For full information on train travel to and in France, the best resource is the excellent website www.seat61.com
Cheap fares are available but BOOK EARLY, as fares only go up as you get nearer the date, not down.
Look at going via Lille or via Paris — the former is easier but there is far less choice, so cheap fares are harder to find.
Prices vary by destination. La Rochelle, half way down France’s west coast, can be done for as little as £400 from London and back for two adults and two children travelling via Paris, but these fares need to be dug out and will be more difficult to find at popular times, such as Saturdays in summer.

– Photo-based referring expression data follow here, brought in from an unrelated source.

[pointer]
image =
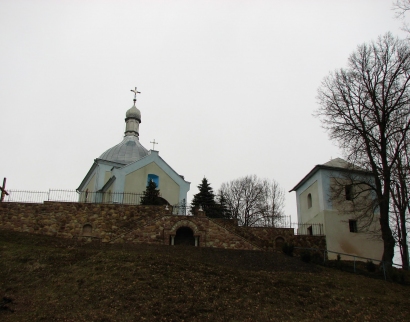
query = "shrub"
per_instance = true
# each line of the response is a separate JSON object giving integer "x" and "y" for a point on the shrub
{"x": 288, "y": 249}
{"x": 370, "y": 266}
{"x": 317, "y": 258}
{"x": 306, "y": 256}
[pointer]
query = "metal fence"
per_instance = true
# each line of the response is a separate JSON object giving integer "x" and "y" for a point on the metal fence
{"x": 353, "y": 263}
{"x": 73, "y": 196}
{"x": 308, "y": 229}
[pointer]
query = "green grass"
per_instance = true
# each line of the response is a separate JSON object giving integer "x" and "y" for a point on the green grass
{"x": 50, "y": 279}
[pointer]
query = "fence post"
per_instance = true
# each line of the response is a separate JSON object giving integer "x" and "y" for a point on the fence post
{"x": 354, "y": 264}
{"x": 384, "y": 270}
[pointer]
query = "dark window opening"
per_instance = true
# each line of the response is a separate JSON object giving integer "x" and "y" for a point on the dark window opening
{"x": 349, "y": 192}
{"x": 309, "y": 201}
{"x": 353, "y": 226}
{"x": 184, "y": 236}
{"x": 154, "y": 178}
{"x": 87, "y": 230}
{"x": 279, "y": 242}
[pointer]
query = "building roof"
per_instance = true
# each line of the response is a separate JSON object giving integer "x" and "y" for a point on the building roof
{"x": 129, "y": 150}
{"x": 337, "y": 164}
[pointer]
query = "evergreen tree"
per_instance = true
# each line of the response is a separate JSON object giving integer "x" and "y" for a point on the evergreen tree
{"x": 151, "y": 195}
{"x": 205, "y": 198}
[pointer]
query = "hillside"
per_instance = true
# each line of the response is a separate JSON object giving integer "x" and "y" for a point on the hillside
{"x": 50, "y": 279}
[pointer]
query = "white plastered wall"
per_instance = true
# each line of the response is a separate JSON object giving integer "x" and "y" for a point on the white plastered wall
{"x": 136, "y": 182}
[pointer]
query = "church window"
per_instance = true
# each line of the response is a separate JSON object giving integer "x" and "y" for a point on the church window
{"x": 349, "y": 192}
{"x": 309, "y": 200}
{"x": 154, "y": 178}
{"x": 353, "y": 225}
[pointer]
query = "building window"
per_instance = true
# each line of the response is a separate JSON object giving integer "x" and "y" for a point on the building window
{"x": 309, "y": 201}
{"x": 349, "y": 192}
{"x": 154, "y": 178}
{"x": 353, "y": 225}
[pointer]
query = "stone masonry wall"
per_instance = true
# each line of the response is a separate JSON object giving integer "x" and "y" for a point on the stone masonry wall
{"x": 141, "y": 224}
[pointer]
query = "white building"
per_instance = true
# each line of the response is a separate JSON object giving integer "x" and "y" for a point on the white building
{"x": 124, "y": 170}
{"x": 324, "y": 196}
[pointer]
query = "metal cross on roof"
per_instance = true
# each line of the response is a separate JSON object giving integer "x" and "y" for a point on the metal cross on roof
{"x": 135, "y": 94}
{"x": 153, "y": 144}
{"x": 3, "y": 190}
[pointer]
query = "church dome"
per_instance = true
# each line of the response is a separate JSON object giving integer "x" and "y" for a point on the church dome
{"x": 129, "y": 150}
{"x": 134, "y": 113}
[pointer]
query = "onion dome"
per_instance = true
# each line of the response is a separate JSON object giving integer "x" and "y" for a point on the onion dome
{"x": 134, "y": 113}
{"x": 129, "y": 150}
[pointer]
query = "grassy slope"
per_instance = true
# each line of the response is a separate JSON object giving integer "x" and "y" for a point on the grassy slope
{"x": 50, "y": 279}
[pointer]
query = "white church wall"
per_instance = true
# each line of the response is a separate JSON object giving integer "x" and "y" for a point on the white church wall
{"x": 340, "y": 239}
{"x": 136, "y": 181}
{"x": 90, "y": 186}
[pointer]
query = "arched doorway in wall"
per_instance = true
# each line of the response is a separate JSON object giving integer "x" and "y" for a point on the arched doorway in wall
{"x": 184, "y": 236}
{"x": 279, "y": 241}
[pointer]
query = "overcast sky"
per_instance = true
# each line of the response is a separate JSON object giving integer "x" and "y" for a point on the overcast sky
{"x": 228, "y": 87}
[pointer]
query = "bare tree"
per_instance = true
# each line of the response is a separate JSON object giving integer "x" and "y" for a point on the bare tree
{"x": 401, "y": 7}
{"x": 253, "y": 201}
{"x": 400, "y": 202}
{"x": 366, "y": 109}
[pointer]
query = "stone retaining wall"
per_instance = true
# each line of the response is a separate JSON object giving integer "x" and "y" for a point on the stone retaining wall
{"x": 141, "y": 224}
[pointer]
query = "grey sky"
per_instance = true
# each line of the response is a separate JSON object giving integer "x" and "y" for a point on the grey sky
{"x": 228, "y": 87}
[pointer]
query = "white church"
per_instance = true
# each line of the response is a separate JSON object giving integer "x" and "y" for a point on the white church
{"x": 124, "y": 171}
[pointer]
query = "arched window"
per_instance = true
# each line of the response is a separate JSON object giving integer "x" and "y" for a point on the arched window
{"x": 154, "y": 178}
{"x": 87, "y": 230}
{"x": 309, "y": 200}
{"x": 349, "y": 192}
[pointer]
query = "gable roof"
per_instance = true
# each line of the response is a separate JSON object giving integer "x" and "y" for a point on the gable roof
{"x": 337, "y": 164}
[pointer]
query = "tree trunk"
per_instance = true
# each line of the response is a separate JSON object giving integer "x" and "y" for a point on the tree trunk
{"x": 387, "y": 235}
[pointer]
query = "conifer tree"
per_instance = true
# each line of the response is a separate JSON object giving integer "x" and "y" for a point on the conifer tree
{"x": 205, "y": 198}
{"x": 151, "y": 195}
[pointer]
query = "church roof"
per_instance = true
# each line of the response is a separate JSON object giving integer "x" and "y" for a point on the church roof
{"x": 337, "y": 164}
{"x": 129, "y": 150}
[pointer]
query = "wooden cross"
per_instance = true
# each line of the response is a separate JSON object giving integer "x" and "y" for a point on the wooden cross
{"x": 135, "y": 94}
{"x": 153, "y": 144}
{"x": 3, "y": 190}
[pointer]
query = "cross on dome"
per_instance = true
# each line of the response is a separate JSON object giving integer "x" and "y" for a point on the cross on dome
{"x": 135, "y": 91}
{"x": 153, "y": 144}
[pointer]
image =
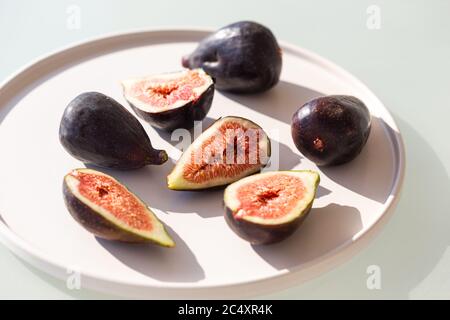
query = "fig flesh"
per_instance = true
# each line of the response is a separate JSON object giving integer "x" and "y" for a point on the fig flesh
{"x": 243, "y": 57}
{"x": 173, "y": 100}
{"x": 98, "y": 130}
{"x": 109, "y": 210}
{"x": 231, "y": 148}
{"x": 331, "y": 130}
{"x": 268, "y": 207}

Onzain, in the Loire Valley, is more like £300 (via Paris) with the Paris to Onzain bit being easy to get cheaper fares as it’s not on the TGV (France’s high speed rail network). It’s the Eurostar part of the journey that you need to book early for.
Advantages of taking the train
The main advantages of train versus flying are the much better general experience, especially with kids (it feels like part of the holiday!), the transparent pricing with no extra ‘add-ons’, the lack of baggage restrictions, no security hassles and, of course, the environmental benefits.
Also, the reliability and punctuality of the trains is probably better than many short haul flights.
Main disadvantages of trains are the length of time it takes to travel anywhere other than Paris/Lille and from anywhere outside south east England. It’s likely you will face a whole day travelling, changing once or twice (especially if you need to cross Paris with luggage and kids). You have to put in a lot of effort and pre-planning to find cheap fares, especially compared to the airlines who make it easy to book flights.
Trains aren’t perfect, strikes do happen and SNCF customer care can be variable, ranging from quite good to the verbal equivalent of a Gallic shrug of the shoulders.
Proximity to siblu parcs
None of the siblu parcs are within walking distance of train stations, so you need to plan in car hire as part of your journey.
The nearest parcs are Le Bois du Valmarie, l’Hippocampe and La Sirène (all in Languedoc) and Le Montourey (Provence), Domaine de Dugny (Loire Valley) – all of which are a few kms from train stations. Siblu parcs in La Carabasse, Lac des Reves and Sables du Midi (Languedoc), Le Bois Masson and Le Bois Dormant (Vendée), Les Charmettes, La Pignade and Bonne Anse Plage (Charente Maritime) and La Réserve (Aquitaine) are all 15-20 kms from the nearest stations.
If you are travelling to Brittany or south west France you will have to transfer from Paris Nord station (destination of Eurostar) to Montparnasse, where you can catch the TGV for part two of your journey. It is easiest to take a taxi, or to leave yourself lots of time, as you have to travel 14 stops on Metro Line 4 and then make a frustrating journey from Montparnasse metro station to the mainline station.
If you are taking a TGV to Languedoc or Provence on the south coast of France you have to make the much easier connection from Paris Nord to Gare de Lyon, which takes just two stops on RER line D and involves much less walking.
If you are travelling to Onzain in the Loire Valley you have to get from Paris Nord to Austerlitz, which means taking Line 5 and does not involve too much walking.